The agent we just have built supports several built-in commands:

  • quit, exit, bye: Terminate the session
  • clear: Reset conversation history
  • history: Display conversation timeline
  • Regular messages: Process through the AI model

Here is the output of the agent when you run it:

🤖 AI Agent
Type your message and press Enter. Type 'quit', 'exit', or 'bye' to exit.
Type 'clear' to clear conversation history.
Type 'history' to see the conversation history.

You: my name is xavi
🤖 AI: Hi Xavi! It's nice to meet you. How can I help you today? 😊 

Whether you have a question, need some information, want to brainstorm ideas, or just want to chat, feel free to ask! I'm here to assist.

You: what is my name?
🤖 AI: Your name is Xavi! 😊 

I know that because you just told me! 😉 

Is there anything else I can help you with, Xavi?

And here is the output of the agent when you request the history:

You: history
📝 Conversation History:
--------------------------------------------------
1. You: my name is xavi
2. 🤖 AI: Hi Xavi! It's nice to meet you. How can I help you today? 😊 

Whether you have a question, need some information, want to brainstorm ideas, or just want to chat, feel free to ask! I'm here to assist.


3. You: what is my name?
4. 🤖 AI: Your name is Xavi! 😊 

I know that because you just told me! 😉 

Is there anything else I can help you with, Xavi?


--------------------------------------------------

And here is the output when you clear the history:

You: clear
✅ Conversation history cleared.

Running the Agent

To run the AI agent example:

  1. Navigate to the project:

    cd src/examples/chapter-12
    
  2. Install dependencies:

    go mod tidy
    
  3. Run the agent:

    go run .
    

Memory Management in AI Agents

When building applications that involve extended conversations with LLMs, it’s important to manage the conversation history effectively to maintain optimal performance. For lengthy interactions, you should limit the history size by implementing a truncation strategy that removes older messages when the conversation exceeds a certain threshold. This prevents potential memory issues and keeps your application running smoothly, while still maintaining enough context for the model to provide coherent responses. It is also very common to summarize or compress older messages to retain essential context without overwhelming the model with too much data.

In production environments, you’ll want to move beyond storing conversation data in temporary memory and instead implement persistent storage solutions. Consider integrating a database system to store conversation history, which allows for better data management, recovery capabilities, and the ability to maintain conversations across different sessions or application restarts.

For applications serving multiple users simultaneously, implementing proper user session management becomes crucial. You’ll need to develop a user identification system that can distinguish between different conversations and maintain separate context for each user. This ensures that conversations remain private and that model’s responses are appropriately contextualized for each individual user rather than mixing contexts between different sessions.

Conclusion

Building AI agents with Genkit Go shows the framework’s flexibility and power. While native agent support may come in future versions, the current implementation shows how to create sophisticated, context-aware AI applications using flows, models, and state management.

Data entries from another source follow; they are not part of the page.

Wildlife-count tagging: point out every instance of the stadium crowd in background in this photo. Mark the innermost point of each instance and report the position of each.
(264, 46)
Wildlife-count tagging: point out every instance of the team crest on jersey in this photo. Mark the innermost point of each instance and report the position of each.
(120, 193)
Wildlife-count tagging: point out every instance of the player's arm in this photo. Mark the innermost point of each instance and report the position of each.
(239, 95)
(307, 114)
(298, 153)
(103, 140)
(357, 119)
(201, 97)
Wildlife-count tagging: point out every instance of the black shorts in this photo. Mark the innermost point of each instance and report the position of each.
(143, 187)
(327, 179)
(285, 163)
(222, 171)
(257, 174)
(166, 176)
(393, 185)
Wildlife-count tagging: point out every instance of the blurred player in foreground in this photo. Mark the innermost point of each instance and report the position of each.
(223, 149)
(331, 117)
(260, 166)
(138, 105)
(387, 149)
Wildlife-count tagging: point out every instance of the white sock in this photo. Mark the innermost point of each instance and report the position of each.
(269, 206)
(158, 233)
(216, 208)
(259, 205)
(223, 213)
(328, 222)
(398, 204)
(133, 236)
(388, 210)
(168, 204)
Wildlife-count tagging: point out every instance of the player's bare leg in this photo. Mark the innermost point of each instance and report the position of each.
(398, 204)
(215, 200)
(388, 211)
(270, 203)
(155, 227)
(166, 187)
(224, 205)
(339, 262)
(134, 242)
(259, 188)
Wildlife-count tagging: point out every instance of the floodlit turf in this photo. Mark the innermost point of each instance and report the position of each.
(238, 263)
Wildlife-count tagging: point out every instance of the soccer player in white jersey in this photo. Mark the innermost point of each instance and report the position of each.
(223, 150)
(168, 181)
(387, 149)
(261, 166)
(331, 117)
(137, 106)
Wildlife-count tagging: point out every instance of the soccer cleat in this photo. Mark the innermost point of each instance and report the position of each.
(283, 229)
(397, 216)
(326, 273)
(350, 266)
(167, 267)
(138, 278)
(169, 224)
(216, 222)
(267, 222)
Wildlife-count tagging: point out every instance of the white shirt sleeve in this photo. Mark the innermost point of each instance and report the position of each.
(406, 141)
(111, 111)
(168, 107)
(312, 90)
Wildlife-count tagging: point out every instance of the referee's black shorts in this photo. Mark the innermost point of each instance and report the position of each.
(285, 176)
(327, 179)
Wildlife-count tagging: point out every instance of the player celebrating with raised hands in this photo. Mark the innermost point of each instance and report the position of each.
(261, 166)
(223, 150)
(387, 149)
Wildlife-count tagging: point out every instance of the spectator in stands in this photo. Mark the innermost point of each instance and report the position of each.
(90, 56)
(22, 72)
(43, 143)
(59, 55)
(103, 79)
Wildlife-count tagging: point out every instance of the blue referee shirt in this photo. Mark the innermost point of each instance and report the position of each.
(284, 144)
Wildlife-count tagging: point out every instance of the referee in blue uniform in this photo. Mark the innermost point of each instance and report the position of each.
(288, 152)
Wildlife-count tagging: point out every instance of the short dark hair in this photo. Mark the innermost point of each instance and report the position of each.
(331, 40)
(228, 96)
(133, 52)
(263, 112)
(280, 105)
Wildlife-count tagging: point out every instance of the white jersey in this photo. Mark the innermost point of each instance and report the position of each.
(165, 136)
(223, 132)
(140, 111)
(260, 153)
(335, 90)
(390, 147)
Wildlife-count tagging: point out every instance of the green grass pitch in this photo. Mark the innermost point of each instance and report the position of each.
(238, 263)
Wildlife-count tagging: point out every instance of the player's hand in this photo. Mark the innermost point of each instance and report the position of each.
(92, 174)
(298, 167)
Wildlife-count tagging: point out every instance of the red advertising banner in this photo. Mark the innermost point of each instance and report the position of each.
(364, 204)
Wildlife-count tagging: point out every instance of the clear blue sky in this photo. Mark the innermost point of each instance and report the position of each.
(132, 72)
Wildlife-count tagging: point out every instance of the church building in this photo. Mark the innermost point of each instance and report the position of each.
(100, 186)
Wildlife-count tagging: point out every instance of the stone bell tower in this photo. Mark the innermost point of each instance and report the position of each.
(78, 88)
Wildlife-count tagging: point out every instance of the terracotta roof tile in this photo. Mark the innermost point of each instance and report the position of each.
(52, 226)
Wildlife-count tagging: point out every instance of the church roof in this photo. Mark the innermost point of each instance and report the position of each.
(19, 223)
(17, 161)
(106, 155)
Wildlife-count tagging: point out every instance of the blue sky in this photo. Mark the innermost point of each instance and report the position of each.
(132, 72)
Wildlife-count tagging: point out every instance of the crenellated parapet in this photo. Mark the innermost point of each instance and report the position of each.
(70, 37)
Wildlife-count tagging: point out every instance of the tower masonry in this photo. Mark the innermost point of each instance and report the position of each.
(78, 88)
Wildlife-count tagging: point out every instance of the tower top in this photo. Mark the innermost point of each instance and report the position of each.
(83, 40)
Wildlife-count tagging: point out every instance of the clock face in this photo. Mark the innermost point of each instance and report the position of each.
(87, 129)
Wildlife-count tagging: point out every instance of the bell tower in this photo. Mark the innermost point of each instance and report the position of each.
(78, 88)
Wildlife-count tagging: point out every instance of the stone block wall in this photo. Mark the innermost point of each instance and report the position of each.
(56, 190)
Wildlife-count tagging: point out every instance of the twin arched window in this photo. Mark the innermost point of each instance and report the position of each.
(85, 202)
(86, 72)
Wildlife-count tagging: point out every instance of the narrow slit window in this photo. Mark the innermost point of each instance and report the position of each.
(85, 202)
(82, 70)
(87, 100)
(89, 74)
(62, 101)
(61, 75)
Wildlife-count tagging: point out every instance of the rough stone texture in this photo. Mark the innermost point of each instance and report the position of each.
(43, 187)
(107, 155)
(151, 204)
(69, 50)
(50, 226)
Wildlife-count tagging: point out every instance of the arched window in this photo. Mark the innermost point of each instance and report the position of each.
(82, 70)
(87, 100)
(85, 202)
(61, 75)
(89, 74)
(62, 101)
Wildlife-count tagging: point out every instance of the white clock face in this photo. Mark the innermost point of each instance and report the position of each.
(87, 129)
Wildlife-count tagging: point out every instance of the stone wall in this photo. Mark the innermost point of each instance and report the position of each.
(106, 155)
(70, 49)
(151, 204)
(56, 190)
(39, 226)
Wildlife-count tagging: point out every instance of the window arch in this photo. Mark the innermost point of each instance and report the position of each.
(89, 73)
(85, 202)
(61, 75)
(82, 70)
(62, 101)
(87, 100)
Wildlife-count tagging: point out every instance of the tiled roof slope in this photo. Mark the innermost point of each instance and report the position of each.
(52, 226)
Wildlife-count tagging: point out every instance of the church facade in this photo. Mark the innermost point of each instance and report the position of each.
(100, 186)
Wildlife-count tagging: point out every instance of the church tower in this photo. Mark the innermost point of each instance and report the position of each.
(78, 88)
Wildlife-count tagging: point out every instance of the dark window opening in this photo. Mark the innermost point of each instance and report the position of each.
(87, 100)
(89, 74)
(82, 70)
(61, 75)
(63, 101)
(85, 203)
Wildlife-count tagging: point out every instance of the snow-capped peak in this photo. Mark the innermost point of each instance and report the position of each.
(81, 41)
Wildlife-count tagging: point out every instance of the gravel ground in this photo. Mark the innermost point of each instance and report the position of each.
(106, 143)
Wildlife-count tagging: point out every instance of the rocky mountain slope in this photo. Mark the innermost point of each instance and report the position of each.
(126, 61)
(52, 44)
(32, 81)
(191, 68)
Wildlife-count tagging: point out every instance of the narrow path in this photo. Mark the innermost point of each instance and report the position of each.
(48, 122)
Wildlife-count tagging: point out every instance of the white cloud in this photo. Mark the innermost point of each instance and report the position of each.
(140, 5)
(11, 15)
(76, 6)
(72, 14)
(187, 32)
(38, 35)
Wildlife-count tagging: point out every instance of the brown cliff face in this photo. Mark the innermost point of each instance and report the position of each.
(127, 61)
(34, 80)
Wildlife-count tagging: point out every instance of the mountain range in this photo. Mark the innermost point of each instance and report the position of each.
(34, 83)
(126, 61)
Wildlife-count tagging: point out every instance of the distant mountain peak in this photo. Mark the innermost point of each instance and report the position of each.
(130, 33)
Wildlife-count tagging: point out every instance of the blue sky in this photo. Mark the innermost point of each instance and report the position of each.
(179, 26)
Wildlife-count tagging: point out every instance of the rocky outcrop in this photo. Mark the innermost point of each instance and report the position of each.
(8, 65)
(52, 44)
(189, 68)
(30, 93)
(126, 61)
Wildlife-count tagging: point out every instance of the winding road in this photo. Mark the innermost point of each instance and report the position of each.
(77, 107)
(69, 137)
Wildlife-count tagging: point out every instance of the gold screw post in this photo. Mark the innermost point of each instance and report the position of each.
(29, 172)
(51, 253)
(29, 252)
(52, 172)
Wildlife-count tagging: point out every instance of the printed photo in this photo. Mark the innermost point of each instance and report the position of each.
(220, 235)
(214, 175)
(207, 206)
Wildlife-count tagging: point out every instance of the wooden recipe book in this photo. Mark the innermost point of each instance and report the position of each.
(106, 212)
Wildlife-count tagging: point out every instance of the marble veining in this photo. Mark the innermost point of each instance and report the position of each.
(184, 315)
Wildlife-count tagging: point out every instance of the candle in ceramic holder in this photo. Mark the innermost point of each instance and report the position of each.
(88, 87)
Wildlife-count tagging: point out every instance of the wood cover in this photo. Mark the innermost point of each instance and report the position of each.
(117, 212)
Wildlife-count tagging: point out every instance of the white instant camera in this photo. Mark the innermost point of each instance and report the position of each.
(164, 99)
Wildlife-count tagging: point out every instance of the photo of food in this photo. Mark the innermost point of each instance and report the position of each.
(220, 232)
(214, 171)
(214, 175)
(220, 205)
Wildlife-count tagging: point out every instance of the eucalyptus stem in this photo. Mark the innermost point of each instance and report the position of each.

The agent pattern opens up possibilities for building more complex AI applications, from customer service bots to personal assistants and specialized domain experts. As you build your own agents, remember to focus on user experience, and scalability to create robust, production-ready systems.

This implementation serves as a foundation that you can extend with additional features like tool calling, multi-modal inputs, persistent storage, and advanced conversation management strategies.